The History of the Fiduciary Rule
To understand how we got to this point, it may help to look at the recent history of the Fiduciary Rule. In April of 2016, the Department of Labor released their Fiduciary Rule. The idea was to expand the “investment advice fiduciary” definition under the Employee Retirement Income Security Act of 1974 (ERISA). Traditionally, the DOL regulated the quality of financial advice dealing with retirement under ERISA.
Fiduciary Duty Overdue for an Overhaul
Although it was released in 1974, ERISA had not been updated to reflect newer retirement savings trends, especially with respect to the shift from defined benefit plans to defined contribution plans. It also did not account for the explosion in IRAs. There is no question the the 40-year-old ERISA rules were due for an overhaul. Indeed, many industry groups endorsed the new plan such as the Financial Planning Association (FPA) and the National Association of Personal Financial Advisors (NAPFA).
The new rule, however, automatically raised all financial professionals who give retirement advice or who develop retirement plans to status of a fiduciary. In other words, they are now bound both ethically and legally to meet the standard of fiduciary. The new rule was instituted to protect client interests instead of the financial interests of their advisors or brokers.
Although this new federal rule would affect nearly all financial advisors, those who worked on commission, such as insurance agents and brokers, stood to lose the most. Not only would they receive lower commissions, but they would also have less opportunity to generate income by putting clients into different investments. In addition, compliance costs would also increase. Consequently, many investment firms and brokers pulled out all the stops to keep it from becoming law. They were relatively successful in that the DOL Fiduciary Rulings were eventually vacated in 2018. Nevertheless, a newer version was approved by the Biden administration in February of 2021.
What is a Fiduciary?
A fiduciary is a person who manages money or property for someone else. As soon as you become a fiduciary, you are required by law to manage a client’s assets for their benefit and not yours. The person receiving financial assistance or services such as estate and retirement planning from a fiduciary is known as the beneficiary of principal.
A fiduciary relationship often exists when people deal with professionals such as financial advisors or lawyers. Also, heads of corporations also have a fiduciary responsibility to act in the best interest of their shareholders and their company. Regardless, fiduciaries have a serious legal obligation. If you do not fulfill your duties as a fiduciary, you may be charged with a breach of fiduciary duty. In this case, the client or beneficiary would be entitled to damages.

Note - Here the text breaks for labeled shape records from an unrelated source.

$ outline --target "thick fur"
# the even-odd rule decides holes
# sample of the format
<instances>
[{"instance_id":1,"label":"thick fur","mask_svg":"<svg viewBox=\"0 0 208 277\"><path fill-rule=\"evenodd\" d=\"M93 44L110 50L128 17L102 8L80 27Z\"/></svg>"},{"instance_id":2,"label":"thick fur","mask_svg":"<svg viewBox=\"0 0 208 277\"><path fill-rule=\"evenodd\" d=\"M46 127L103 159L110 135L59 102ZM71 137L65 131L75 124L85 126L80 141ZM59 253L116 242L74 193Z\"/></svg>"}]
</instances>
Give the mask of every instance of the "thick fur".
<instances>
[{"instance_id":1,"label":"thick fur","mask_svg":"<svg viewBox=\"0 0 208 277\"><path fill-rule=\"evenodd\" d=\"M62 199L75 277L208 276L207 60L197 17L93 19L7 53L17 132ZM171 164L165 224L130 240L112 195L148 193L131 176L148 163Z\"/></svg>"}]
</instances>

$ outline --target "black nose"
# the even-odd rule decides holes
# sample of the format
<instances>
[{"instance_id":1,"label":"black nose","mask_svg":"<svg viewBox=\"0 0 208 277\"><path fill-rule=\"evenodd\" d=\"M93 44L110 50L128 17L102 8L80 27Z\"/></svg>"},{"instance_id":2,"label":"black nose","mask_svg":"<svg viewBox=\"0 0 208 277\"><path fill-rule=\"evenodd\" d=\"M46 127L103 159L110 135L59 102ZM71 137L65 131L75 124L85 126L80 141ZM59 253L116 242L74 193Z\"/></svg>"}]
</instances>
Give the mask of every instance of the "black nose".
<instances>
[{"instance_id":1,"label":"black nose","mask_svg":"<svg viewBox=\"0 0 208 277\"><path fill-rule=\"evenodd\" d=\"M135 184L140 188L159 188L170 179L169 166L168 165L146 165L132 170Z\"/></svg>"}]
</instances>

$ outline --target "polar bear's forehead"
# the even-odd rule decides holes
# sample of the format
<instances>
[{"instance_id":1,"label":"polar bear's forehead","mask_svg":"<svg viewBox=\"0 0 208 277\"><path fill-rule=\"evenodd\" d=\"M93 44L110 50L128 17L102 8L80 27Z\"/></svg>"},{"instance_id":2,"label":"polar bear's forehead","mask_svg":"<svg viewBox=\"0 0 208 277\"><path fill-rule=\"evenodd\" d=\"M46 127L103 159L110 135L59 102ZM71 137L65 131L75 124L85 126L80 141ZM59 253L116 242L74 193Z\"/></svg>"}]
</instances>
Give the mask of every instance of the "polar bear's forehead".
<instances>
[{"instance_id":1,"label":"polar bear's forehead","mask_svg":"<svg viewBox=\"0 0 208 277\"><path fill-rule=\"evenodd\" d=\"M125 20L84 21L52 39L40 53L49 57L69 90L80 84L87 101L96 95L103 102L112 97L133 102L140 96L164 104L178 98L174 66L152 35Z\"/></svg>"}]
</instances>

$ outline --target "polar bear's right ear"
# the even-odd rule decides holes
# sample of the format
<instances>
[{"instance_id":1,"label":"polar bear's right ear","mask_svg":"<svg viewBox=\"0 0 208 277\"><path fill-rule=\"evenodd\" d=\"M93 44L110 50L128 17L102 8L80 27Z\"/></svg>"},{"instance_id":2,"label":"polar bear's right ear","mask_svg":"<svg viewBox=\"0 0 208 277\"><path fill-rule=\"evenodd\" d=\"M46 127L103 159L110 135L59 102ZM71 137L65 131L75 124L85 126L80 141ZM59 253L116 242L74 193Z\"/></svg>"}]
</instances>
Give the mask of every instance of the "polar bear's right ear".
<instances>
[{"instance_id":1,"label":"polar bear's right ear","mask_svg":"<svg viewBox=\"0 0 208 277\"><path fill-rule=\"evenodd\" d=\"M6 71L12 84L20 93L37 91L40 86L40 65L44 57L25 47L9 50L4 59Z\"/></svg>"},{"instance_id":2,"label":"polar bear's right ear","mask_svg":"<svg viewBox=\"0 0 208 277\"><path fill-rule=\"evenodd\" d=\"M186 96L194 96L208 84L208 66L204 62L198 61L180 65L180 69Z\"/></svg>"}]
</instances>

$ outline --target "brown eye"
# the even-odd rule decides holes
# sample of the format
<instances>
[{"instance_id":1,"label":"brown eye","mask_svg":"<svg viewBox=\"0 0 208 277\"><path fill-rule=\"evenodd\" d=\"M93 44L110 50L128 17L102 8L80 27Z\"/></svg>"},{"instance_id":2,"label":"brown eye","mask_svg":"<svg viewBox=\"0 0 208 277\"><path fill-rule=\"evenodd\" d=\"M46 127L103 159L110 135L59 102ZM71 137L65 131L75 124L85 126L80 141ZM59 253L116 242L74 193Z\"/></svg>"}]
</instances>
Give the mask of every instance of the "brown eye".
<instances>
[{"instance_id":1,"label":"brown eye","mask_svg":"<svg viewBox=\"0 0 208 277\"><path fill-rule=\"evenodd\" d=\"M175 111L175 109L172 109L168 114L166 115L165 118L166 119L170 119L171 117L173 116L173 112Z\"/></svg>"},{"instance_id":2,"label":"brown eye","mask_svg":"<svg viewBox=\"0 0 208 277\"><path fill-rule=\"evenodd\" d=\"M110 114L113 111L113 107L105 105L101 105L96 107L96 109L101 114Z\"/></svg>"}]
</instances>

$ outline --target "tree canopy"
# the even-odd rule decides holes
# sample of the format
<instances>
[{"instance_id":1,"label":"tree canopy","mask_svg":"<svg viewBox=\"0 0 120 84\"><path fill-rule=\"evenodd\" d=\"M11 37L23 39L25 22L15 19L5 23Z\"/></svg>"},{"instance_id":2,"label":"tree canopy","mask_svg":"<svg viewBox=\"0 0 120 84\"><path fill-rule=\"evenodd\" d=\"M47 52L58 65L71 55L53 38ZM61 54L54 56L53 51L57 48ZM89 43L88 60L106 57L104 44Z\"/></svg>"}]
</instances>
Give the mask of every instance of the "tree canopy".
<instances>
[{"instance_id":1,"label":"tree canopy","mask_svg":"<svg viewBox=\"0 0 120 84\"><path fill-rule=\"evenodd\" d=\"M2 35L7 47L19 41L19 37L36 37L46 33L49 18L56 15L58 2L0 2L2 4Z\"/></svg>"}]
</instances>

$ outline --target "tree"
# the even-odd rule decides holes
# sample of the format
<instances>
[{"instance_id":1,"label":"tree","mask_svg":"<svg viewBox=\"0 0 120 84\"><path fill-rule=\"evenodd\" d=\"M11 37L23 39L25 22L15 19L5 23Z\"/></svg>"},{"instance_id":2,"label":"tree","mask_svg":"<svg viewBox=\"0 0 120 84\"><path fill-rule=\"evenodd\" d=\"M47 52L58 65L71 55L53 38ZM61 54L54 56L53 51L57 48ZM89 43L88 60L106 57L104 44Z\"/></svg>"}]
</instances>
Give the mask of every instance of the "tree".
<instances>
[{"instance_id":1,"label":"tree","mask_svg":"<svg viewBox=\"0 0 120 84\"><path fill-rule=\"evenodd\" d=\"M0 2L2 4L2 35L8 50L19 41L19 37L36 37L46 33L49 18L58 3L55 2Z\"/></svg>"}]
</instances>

Relationship Between Financial Advisors and Fiduciary Duty
Although financial advisors who are fiduciaries are obligated to act in the best interest of their clients, not all financial advisors are fiduciaries. It is perfectly legal for anyone to call himself a financial advisor and give out advice. For this reason, it’s critical to know what standard the person handling your money must adhere to. You want to work with someone who, as financial advisor and insurance broker John Savadjian says, “consistently puts their clients’ interest ahead of their own.”
While most advisors, even if they are not fiduciaries, have to at least consider your interests before offering advice, only fiduciary financial advisors must put your interests over theirs. A fiduciary must look at your overall financial situation and recommend only the most economical solutions with the best performance. For this reason, it is usually better to work with a financial advisor who is also a fiduciary. When a professional is held to the fiduciary requirement, the client is getting the highest standard for financial advice and planning.